Les Ballets RussesTexte reproduit d'après le site de la Philharmonie de Paris https://pad.philharmoniedeparis.fr/contexte-un-peu-d-histoire-sur-les-ballets-russes.aspx?_lg=fr-FR
À la fin du XIXe siècle, les échanges culturels entre France et Russie se resserrent, conséquence d’un rapprochement politique spectaculaire. En 1888, la France s’endette à travers le célèbre emprunt russe, pour aider le vieil empire à se moderniser. Mais c’est surtout l’accord de coopération militaire signé entre Russie et France, en 1892, qui scelle une alliance durable entre les deux pays, du moins jusqu’à la chute du régime tsariste en 1917. Les visites officielles se multiplient. En 1896, le tsar Nicolas II pose à Paris la première pierre du pont Alexandre III, en hommage à son père, et revient en France en 1901 et 1909. Ce rapprochement diplomatique donne lieu à des fêtes somptueuses qui mettent la Russie à la mode. Le public occidental découvre avec fascination un continent entier qui demeure encore un pays lointain, exotique, entre Grand Nord et Orient. Nicolas II à Paris, en 1896
En France, avant les ballets russes :On connaît déjà un peu la musique russe en France pendant la deuxième moitié du XIXème siècle.
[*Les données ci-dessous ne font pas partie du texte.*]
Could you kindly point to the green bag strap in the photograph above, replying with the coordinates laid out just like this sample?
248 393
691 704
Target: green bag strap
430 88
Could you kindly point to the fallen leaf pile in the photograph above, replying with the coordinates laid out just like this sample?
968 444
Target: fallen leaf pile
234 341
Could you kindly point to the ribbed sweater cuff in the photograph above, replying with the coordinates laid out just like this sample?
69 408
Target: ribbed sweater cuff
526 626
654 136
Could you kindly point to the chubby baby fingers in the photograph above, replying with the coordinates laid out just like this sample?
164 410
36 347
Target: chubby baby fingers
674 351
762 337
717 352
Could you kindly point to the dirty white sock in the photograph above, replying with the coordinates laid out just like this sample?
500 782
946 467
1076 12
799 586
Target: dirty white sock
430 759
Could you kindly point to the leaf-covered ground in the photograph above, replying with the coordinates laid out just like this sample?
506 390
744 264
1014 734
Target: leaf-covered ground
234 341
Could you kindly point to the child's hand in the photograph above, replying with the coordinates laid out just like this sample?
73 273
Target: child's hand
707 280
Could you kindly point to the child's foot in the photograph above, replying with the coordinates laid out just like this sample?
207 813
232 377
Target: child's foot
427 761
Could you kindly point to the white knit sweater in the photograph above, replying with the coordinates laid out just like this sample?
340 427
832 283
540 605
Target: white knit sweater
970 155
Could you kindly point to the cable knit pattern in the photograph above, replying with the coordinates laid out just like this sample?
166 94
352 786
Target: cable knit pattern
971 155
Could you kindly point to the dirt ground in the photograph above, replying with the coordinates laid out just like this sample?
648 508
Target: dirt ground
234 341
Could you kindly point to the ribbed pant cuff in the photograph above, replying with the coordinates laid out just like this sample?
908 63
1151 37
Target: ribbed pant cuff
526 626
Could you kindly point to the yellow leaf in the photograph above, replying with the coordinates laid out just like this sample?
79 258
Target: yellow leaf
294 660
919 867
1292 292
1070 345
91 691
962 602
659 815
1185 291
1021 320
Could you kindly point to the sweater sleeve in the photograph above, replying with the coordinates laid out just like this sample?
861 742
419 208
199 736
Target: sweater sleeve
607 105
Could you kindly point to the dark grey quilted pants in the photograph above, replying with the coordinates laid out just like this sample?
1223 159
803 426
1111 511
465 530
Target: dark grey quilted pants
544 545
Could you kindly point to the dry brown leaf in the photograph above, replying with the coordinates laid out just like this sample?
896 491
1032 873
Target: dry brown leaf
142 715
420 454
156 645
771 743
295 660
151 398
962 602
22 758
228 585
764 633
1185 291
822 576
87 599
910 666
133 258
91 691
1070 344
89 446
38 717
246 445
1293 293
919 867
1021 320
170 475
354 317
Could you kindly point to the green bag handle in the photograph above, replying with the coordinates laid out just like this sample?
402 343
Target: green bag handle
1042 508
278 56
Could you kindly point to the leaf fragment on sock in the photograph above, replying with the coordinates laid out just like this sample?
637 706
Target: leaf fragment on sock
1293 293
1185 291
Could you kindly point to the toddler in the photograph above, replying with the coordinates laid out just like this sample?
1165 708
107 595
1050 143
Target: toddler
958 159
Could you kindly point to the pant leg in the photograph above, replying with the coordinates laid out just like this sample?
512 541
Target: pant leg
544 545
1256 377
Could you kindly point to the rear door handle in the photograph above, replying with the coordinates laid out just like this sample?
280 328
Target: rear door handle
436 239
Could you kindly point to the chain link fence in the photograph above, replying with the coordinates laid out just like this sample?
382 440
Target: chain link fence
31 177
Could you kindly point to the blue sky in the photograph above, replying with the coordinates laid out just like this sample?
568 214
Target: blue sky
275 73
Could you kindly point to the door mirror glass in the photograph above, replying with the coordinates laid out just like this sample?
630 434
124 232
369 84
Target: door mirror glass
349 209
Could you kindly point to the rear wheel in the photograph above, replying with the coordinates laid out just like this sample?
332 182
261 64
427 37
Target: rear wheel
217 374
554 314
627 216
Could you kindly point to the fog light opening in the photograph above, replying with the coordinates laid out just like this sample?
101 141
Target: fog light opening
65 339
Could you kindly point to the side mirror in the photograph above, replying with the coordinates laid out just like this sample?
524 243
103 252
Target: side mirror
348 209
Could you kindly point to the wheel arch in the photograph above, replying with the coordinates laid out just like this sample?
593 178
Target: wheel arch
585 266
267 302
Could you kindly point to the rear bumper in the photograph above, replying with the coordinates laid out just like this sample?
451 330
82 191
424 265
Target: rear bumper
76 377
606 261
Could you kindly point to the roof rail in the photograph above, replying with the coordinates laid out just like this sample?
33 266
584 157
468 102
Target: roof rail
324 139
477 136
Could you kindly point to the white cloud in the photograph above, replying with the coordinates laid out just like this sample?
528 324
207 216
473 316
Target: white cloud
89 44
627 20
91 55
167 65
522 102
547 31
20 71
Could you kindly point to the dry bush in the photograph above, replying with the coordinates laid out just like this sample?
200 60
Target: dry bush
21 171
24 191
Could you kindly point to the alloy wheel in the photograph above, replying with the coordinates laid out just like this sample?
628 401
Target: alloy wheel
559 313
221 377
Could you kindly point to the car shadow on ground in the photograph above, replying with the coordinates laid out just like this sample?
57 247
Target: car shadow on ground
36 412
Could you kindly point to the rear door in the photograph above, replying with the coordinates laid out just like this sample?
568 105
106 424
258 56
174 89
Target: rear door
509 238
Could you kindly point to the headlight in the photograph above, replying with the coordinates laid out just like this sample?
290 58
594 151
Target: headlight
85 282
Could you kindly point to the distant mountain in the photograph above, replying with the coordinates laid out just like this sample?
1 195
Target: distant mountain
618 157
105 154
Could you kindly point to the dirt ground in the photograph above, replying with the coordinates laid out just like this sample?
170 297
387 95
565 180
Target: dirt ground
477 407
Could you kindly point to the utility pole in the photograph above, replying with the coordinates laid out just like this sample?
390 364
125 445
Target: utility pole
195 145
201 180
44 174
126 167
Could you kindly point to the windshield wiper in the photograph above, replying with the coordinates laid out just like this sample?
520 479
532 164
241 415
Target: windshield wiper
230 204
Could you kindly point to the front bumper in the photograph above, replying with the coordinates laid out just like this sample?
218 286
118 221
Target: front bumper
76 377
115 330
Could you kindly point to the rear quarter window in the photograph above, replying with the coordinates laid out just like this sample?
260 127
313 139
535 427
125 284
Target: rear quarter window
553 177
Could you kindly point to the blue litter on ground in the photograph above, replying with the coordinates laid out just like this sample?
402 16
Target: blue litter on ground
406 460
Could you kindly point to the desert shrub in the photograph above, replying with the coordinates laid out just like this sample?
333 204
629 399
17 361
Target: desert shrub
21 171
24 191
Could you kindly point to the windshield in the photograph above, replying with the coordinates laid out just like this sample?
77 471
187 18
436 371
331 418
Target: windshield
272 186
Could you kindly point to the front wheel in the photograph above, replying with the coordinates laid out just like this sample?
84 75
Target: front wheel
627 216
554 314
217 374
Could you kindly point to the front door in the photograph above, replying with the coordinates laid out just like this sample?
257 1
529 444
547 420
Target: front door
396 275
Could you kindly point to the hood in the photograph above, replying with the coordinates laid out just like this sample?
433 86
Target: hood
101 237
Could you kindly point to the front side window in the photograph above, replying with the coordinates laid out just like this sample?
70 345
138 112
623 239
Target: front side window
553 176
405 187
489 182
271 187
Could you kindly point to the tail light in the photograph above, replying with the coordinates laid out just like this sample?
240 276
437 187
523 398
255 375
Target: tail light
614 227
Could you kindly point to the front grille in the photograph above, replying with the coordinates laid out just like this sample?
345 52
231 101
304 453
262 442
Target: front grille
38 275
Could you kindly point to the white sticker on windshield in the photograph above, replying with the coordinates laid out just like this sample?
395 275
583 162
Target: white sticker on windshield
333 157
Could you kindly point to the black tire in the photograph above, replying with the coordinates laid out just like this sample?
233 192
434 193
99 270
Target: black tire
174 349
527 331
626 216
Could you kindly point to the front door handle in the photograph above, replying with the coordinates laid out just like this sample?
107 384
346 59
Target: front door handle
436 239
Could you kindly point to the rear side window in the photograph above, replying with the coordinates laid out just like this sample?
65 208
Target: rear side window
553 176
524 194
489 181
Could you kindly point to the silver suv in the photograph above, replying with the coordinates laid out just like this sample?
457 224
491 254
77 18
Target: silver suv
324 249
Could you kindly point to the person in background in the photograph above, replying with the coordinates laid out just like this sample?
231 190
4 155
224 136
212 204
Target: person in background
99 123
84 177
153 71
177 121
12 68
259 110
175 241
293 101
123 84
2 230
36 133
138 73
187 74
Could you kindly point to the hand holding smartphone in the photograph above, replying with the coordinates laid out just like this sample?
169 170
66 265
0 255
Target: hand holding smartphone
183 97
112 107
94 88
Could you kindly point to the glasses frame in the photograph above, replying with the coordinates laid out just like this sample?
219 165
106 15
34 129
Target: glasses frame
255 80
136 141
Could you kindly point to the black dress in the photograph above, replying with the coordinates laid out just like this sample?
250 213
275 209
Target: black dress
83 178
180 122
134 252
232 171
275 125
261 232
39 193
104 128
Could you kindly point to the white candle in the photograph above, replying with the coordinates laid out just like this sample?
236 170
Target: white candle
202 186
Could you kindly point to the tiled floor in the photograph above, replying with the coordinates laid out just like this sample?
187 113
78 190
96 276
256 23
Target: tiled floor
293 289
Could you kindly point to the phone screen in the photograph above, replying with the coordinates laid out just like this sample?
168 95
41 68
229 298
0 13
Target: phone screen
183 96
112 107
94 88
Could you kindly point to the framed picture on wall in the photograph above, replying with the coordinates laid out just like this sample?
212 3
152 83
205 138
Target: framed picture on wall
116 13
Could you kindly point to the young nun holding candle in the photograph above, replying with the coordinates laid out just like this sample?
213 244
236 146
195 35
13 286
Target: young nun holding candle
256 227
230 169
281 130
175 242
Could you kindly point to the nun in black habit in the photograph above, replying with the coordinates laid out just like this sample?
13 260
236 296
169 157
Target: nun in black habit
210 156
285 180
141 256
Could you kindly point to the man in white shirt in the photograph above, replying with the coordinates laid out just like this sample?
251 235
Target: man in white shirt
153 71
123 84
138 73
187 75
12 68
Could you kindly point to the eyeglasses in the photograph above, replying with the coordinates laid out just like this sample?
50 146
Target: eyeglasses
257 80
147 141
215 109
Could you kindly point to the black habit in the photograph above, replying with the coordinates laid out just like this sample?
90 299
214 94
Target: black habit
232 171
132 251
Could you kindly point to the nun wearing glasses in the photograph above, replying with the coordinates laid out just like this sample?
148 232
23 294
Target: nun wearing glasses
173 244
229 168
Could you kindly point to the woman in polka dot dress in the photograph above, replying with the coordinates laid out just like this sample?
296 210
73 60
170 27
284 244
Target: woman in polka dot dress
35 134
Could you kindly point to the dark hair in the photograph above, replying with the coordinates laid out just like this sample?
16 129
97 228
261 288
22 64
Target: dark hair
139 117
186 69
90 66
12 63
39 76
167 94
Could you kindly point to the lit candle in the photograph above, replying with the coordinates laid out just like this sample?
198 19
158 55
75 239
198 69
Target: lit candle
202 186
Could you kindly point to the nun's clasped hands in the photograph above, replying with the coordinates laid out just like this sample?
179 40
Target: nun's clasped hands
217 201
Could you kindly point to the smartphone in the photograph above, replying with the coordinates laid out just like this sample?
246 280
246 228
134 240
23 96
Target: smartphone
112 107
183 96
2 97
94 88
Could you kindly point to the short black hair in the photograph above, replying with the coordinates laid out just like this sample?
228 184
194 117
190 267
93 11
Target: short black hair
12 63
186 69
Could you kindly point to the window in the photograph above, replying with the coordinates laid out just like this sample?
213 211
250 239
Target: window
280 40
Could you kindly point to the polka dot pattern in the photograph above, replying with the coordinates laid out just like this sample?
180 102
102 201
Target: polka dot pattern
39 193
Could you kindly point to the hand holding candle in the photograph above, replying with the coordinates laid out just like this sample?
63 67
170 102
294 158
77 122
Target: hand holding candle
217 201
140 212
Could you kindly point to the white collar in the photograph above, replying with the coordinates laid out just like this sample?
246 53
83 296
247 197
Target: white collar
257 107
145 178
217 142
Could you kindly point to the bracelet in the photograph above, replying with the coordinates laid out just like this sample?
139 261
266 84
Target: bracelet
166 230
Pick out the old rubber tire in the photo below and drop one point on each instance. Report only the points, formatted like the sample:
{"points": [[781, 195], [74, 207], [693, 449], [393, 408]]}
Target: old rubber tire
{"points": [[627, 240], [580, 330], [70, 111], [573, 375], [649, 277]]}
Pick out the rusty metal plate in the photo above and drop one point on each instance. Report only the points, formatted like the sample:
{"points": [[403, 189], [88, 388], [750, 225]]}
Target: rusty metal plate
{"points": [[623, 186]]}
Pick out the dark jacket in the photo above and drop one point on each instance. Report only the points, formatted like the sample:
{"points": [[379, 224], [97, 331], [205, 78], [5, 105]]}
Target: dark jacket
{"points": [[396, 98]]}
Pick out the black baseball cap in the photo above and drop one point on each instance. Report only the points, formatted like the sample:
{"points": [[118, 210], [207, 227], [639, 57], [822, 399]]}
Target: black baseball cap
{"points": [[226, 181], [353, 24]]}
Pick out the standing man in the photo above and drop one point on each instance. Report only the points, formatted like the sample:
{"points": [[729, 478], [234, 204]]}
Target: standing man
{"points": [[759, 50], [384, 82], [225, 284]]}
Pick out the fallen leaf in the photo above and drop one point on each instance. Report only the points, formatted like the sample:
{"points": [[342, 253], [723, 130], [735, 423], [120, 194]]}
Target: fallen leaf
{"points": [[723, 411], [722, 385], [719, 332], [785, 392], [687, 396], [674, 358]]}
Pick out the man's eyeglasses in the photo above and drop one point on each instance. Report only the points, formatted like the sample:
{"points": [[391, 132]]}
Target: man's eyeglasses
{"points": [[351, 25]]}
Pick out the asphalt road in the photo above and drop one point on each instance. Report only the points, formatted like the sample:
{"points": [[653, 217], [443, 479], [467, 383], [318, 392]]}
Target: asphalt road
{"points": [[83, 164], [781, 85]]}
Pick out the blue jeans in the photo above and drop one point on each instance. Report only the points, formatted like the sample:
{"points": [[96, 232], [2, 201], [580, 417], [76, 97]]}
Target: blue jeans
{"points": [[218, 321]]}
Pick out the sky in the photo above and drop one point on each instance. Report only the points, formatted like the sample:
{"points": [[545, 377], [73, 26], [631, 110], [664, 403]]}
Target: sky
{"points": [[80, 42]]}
On entend des concerts joués pendant les grandes expositions universelles parisiennes. tchaïkovski est connu dès les années 1870-1880. Rimsky-Korsakov dirigeà Paris les oeuvres du groupe des Cinq (Nicolaï Rimski-Korsakov, Alexandre Borodine, Modeste Moussorgski, César Cui, Mili Balakirev). Cette musique apportent des parfums venus d'ailleurs et influence les compositeurs occidentaux. Les Danses Polovtsiennes du Prince Igor d'Alexandre Borodine, opéra de 1890
Shéhérazade de Rimski-Korsakov
Les Ballets Russes :
Serge Diaghilev (1872-1929) est le véritable fondateur de la compagnie des Ballets russes pour lesquels il organise chaque année des tournées en Europe, de 1909 à sa mort, en 1929. Il choisit avec soin les œuvres musicales qu’il veut montrer au public occidental : il connaît le désir d’exotisme de celui-ci et veut garantir le succès commercial de son entreprise. Il commence d’abord par une exposition rétrospective d’art russe, au Grand Palais, en 1906, puis poursuit en 1907 au Palais Garnier par cinq grands concerts historiques russes. En 1908, il présente l’opéra Boris Godounov de Moussorgski, avant de se tourner, l’année suivante, vers la représentation de ballets sur des musiques russes. C’est en 1909 au théâtre du Châtelet, que la troupe d’artistes qu’il a constituée sous le nom de Ballets russes se produit pour la première fois, avec un immense succès, avant de parcourir l’Europe ou le continent américain, chaque année jusqu’en 1929. Diaghilev réunit avec flair pour ses ballets une équipe d’artistes russes talentueux, tant pour la chorégraphie (comme les danseurs Mikhail Fokine et Vaslav Nijinski) que pour les décors et les costumes (comme les peintres et décorateurs Léon Bakst et Alexandre Benois). L’équipe des Ballets russes crée ainsi à chaque représentation un véritable chef-d’œuvre d’art total, fusionnant la danse, la musique et le décor : "lorsque je produis un ballet, je ne perds pas de vue un seul instant aucun de ces trois facteurs" (Serge Diaghilev).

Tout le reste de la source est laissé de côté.